I was moved to do so by McGwire himself. After hitting that 62nd home run, he climbed into the stands to embrace the family of Roger Maris, the man whose home run record he had just broken. It was a gesture of kindness on McGwire's part, but clearly he had also felt that a record like his only had resonance if it linked him to baseball's historic past.
In looking up the reportage on Ruth, whose 60 home runs in a season was baseball's most famous record until Maris broke it in 1961, I saw myself carrying to its logical conclusion McGwire's concern with baseball history.
Researching the coverage on Ruth in a baseball season that has become pure joy for me turned out to be a much more humbling experience than I anticipated, however.
To begin with, there was the emphasis given to the 1927 story. It was not front page news in the Times. That was reserved for a tornado in St. Louis, a French tariff proposal to President Coolidge, and a story on Gov. Al Smith. I had to turn to Page 12 to find the story of Ruth's home run, and even then the story only shared top billing on the sports page. The Times banner headline led off with Ruth's feat but quickly moved on from Ruth and the Yankees to the tight National League pennant race from which the New York Giants had just been eliminated.
Even more surprising was the article itself, written without a byline. It celebrates Ruth's feat.
"Babe Ruth scaled the hitherto unattained heights yesterday," is its lead sentence. But never again is its prose congratulatory. The Babe's home run is described in economical prose.
"The Babe took a vicious swing at the third pitched ball and the bat connected with a crash that was audible in all parts of the stands. It was not necessary to follow the course of the ball. The boys in the bleachers indicated the route of the record homer."
After that, the story changes perspective so that we see the homer as players on the field did.

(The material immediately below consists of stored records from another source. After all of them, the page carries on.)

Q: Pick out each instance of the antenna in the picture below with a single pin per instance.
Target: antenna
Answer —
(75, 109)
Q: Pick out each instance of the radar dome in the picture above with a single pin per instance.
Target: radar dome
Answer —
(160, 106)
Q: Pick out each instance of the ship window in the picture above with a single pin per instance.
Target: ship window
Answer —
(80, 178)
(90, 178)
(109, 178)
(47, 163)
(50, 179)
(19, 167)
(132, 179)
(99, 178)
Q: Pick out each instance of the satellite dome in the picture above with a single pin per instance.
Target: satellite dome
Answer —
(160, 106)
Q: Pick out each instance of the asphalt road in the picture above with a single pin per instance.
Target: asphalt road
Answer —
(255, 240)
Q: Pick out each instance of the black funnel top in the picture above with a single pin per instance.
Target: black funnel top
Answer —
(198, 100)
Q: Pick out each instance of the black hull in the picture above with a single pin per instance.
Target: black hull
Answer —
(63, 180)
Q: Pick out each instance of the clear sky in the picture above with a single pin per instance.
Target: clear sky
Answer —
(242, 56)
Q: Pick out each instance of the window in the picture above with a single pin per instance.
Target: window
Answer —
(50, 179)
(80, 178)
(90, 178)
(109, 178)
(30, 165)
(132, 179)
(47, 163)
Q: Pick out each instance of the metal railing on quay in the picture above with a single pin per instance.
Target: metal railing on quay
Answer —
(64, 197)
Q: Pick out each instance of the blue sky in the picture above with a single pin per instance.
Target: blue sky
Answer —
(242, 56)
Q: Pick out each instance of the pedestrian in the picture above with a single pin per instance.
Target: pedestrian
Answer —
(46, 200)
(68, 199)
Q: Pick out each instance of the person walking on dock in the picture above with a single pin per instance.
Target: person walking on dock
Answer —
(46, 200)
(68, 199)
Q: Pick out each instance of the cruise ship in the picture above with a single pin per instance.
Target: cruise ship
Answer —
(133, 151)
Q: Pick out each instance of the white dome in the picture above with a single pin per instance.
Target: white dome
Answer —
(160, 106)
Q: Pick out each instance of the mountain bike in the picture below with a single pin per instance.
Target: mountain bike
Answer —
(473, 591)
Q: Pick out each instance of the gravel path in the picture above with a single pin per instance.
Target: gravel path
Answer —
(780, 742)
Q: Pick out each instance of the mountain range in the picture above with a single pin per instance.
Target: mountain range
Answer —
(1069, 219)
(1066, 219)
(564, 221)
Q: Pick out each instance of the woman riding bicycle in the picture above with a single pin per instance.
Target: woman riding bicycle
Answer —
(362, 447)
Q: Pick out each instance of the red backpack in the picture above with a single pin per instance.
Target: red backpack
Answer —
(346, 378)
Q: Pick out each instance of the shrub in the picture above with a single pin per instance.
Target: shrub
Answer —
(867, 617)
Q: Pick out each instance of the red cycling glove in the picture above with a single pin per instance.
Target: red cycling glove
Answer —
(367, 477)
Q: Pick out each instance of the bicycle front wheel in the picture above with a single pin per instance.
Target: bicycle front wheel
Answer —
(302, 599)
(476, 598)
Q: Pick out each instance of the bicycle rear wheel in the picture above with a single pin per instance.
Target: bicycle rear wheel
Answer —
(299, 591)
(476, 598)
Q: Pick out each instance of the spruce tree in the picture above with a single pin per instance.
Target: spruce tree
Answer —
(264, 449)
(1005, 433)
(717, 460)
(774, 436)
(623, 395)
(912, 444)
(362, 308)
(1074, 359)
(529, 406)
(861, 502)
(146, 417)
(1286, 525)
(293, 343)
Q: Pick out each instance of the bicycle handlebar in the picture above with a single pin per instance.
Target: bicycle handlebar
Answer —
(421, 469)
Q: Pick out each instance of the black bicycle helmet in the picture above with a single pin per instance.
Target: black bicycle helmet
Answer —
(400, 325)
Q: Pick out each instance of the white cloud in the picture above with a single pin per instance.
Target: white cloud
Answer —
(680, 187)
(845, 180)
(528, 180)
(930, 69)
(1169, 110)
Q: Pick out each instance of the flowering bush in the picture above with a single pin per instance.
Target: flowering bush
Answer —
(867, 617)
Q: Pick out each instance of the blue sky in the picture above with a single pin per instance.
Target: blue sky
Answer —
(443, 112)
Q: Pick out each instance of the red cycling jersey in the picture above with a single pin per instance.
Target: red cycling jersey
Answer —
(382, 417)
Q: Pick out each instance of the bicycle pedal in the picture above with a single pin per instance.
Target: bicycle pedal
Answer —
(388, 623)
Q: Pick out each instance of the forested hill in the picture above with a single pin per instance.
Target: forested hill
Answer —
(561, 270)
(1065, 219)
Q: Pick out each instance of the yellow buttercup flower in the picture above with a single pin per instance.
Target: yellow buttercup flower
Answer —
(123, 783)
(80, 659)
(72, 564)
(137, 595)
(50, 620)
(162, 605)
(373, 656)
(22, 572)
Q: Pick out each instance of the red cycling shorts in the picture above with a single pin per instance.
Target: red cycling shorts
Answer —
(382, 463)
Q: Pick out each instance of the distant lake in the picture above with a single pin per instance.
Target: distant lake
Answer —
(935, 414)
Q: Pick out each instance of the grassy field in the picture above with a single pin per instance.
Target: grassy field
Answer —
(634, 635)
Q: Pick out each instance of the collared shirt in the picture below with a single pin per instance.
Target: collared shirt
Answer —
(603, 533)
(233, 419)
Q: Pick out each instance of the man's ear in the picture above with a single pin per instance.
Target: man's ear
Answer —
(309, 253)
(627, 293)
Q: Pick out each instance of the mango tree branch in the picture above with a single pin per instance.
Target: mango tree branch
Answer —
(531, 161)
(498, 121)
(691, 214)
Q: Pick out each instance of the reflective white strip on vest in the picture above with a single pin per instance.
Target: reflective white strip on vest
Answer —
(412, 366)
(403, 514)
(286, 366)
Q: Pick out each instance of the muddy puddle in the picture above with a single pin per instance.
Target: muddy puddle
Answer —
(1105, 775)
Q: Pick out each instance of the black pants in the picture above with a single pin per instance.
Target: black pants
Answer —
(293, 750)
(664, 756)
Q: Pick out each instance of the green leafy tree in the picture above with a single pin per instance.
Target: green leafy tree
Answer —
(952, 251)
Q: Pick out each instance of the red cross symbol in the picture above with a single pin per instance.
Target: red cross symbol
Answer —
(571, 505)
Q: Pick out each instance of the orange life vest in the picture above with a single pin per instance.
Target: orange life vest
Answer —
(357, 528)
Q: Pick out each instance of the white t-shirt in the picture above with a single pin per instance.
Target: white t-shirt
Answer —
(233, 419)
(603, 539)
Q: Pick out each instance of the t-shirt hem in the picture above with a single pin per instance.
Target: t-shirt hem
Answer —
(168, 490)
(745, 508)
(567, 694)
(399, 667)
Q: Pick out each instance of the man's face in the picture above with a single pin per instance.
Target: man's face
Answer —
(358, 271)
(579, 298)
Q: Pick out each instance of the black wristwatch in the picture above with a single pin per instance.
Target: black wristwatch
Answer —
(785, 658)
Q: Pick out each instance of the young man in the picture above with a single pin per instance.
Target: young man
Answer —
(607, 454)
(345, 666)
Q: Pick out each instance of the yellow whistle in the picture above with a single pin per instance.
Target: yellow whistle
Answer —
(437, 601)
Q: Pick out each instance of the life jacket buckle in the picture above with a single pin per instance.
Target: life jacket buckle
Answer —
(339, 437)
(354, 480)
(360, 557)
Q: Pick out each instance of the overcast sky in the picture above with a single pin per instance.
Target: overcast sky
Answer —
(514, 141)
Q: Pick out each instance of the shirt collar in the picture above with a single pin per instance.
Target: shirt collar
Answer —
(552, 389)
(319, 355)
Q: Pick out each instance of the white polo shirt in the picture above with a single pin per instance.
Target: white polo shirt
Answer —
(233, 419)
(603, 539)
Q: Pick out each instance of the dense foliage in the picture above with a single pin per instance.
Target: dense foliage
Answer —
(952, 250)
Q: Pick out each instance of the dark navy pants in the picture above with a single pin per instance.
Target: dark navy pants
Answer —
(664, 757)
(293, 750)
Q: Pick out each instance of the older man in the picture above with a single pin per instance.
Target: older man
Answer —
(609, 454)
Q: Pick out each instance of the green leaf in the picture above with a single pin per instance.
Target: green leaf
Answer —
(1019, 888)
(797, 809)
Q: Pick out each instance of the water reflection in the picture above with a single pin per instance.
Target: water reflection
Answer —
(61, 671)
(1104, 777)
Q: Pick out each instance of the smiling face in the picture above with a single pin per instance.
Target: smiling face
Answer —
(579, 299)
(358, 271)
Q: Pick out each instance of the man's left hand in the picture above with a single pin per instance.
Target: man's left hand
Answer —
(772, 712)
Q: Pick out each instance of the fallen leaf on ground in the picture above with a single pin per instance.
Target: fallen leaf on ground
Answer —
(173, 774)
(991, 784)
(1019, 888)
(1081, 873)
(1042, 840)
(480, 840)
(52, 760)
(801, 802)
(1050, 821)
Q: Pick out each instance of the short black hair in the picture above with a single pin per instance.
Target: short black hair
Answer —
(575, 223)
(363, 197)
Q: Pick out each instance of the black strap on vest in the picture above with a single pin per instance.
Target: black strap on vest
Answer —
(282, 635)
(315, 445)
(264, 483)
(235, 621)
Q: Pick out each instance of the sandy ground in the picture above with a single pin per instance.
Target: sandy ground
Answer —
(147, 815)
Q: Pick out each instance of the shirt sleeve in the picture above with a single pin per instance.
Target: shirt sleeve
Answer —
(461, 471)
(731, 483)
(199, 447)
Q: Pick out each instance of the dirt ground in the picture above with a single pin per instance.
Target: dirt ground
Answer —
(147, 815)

First, we get the view of the losing Washington Senators pitcher. Then the story shifts perspective again, recording how, "According to Umpire Bill Dinneen at the plate and Catcher Muddy Ruel the ball traveled on a line and landed a foot inside fair territory about half way to the top of the bleachers."
Significantly, Ruth himself is never quoted, nor is there ever any discussion of how he might have felt about breaking the home run record he had established in 1921. The person who gets the most attention in the story is the man who caught homer No. 60, Joe Forner of 1937 First Avenue, Manhattan, who is chided for being "far from modest" for rushing to the Yankee dressing room after the game to let Ruth know who had the ball.
By the end of the Times story both Ruth and the fan who caught his home run are, however, incidental figures. The final paragraph is about how the Yankees scored their three other runs. It mentions Ruth, but it focuses on the Yankees Gehrig and Meusel. These days it is difficult to imagine any editor being satisfied with the Times 1927 story. But as I reread it, I realized how much that is both our loss and our problem.
SEVENTY-one years later, the appeal of the Times story is its confidence in all that it can leave out and still be exciting. Its author doesn't worry over an audience that has been jaded by videotape after videotape of Ruth's feat. And, most impressively, he trusts that the interest we take in a game like baseball shouldn't be elevated to the level of national news, or transformed so that a player's inner life - even that of the Babe - becomes subject to public scrutiny.
* Nicolaus Mills is a professor of American Studies at Sarah Lawrence College and author of 'The Triumph of Meanness: America's War Against Its Better Self' (Houghton Mifflin, 1997).